To further validate the platform, it would be important to test the proposed methods in a larger study. In the present work, to avoid overfitting, we extracted the deep data features from a pre-trained AlexNet architecture. Such features were automatically selected at the training level within rounds of LOPO cross-validation, thus allowing the training of simpler LDA or SVM classification modules based on a small set of features. In addition, our effort was devoted to identify the important MEG-based FC representations that inform classification (top–down approach) as the aggregation was performed using the best combinations of FC maps.
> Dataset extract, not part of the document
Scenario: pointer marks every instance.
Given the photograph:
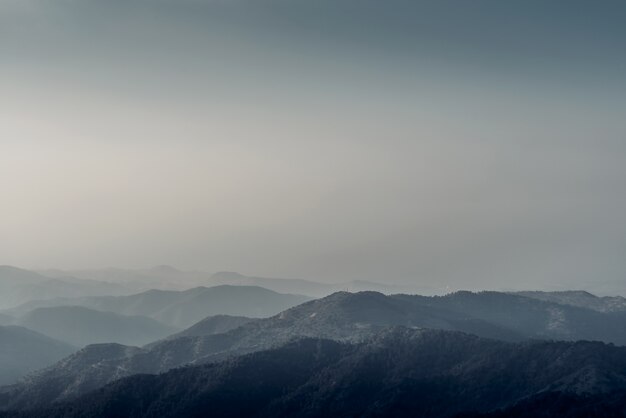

The results obtained using knowledge-based computer vision techniques can be used as reference for deriving possible biomarkers for AD (down–up approach).

The results obtained in the present work compare favorably with the standard approach, in which the FC indicators are used as mono-dimensional training features, and with previous studies in the literature on the pre-conversion phase based on MEG data [17] or other imaging modalities [22, 23], posing the basis for further investigations on the proposed Deep-MEG architectures.

6 Conclusions

MEG provides the unique advantage of measuring the brain function with a remarkable combination of spatial and temporal resolutions. With this work, we have presented a novel system for decoding MEG recordings based on image-based representations of FC, deep CNN features, and ensemble classification architectures. The proposed methods for deriving and codifying the MEG-based FC measures allow the generation of pictures that represent, visually and numerically, the intricate communication patterns among spatially separated brain regions, which could be decoded by deep CNN features. The derivation of different cooperative architectures for integrating the spatiotemporal and multi-frequency information encoded in such images was the key to recognize the early alterations of the brain connectome relative to patients who undergo conversion to AD over a 3-year follow-up period.

In future, the analysis in resting state used in the present work may be extended with the analysis of other task-related activation patterns in order to optimize future applications of Deep-MEG architectures for predicting early signs of AD. Our findings may also have implications for the use of MEG-based FC as a biomarker in therapeutic trials. Finally, the proposed methods can be applied in other predictive scenarios to decode early signs of diverse neurodegenerative or neuropsychiatric diseases as well as to decode EEG signals.